!pip install setuptools==58
!pip install regressors
import pandas as pd
import seaborn as sns
sns.set(style = 'whitegrid', context = 'notebook')
df = pd.read_csv('insurance.csv')
df.head()
print(df.shape)
df.charges.hist(bins = 40)
df[df.charges > 50000]
df = df[df.charges < 50000]
df.charges.hist(bins = 40)
import matplotlib.pyplot as plt
sns.pairplot(df,height = 2.5)
plt.show()
import numpy as np
numeric_cols = ['age', 'bmi', 'children', 'charges']
cm = np.corrcoef(df[numeric_cols].values.T)
sns.set(font_scale = 1.5)
sns.heatmap(cm, annot = True, yticklabels = numeric_cols, xticklabels = numeric_cols)

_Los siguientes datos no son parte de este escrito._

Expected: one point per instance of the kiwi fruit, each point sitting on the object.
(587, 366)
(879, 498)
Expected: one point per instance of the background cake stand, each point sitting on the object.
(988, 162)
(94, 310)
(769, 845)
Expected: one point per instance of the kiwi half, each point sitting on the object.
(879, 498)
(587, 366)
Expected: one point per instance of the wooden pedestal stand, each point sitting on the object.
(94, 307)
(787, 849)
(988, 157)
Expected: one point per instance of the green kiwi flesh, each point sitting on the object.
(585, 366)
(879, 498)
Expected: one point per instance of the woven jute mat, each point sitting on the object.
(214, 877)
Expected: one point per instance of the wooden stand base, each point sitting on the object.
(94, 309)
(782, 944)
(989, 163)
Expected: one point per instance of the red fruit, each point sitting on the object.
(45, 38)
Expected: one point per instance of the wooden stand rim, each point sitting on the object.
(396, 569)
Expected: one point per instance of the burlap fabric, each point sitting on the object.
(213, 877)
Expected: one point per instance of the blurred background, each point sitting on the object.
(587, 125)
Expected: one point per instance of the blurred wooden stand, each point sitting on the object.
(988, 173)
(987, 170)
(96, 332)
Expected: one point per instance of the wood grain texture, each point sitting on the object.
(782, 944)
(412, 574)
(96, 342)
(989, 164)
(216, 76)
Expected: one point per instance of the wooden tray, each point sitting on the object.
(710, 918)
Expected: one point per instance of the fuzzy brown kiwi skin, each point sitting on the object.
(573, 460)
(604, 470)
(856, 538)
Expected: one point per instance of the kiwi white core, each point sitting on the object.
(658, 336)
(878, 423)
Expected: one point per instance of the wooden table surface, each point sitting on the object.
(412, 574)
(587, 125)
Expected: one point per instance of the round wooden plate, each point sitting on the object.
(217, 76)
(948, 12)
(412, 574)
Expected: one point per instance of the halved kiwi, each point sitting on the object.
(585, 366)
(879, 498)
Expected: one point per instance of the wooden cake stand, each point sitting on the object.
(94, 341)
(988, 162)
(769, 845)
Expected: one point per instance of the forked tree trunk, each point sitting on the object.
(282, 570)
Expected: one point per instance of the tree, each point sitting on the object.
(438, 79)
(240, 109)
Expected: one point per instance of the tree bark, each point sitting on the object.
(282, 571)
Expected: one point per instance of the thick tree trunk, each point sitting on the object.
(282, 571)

df = pd.get_dummies(df, columns = ['sex','smoker','region'], drop_first = True)
df.head()
from sklearn.preprocessing import StandardScaler
from sklearn.linear_model import LinearRegression
from sklearn.model_selection import train_test_split
X_cols = list(set(df.columns)-set(['charges']))
y_col = ['charges']
X = df[X_cols].values
y = df[y_col].values
X_train, X_test, y_train, y_test = train_test_split(X,y)
sc_x = StandardScaler().fit(X)
sc_y = StandardScaler().fit(y)
X_train = sc_x.transform(X_train)
X_test = sc_x.transform(X_test)
y_train = sc_y.transform(y_train)
y_test = sc_y.transform(y_test)
model = LinearRegression()
model.fit(X_train,y_train)
y_pred = model.predict(X_test)
y_pred.shape
import sklearn.metrics as metrics
mse = metrics.mean_squared_error(y_test, y_pred)
r2 = metrics.r2_score(y_test, y_pred)
print("r2", r2.round(4))
print("mse: ", mse.round(4))
from regressors import stats
model.intercept_ = model.intercept_[0]
model.coef_ = model.coef_.reshape(-1)
y_test = y_test.reshape(-1)
print("==========Summary==========")
stats.summary(model, X_test, y_test, X_cols)
residuals = np.subtract(y_test, y_pred.reshape(-1))
plt.scatter(y_pred, residuals)
plt.show
df_second = df.copy()
df_second['age2'] = df_second.age**2
df_second['sobrepeso'] = (df_second.bmi >= 30).astype(int)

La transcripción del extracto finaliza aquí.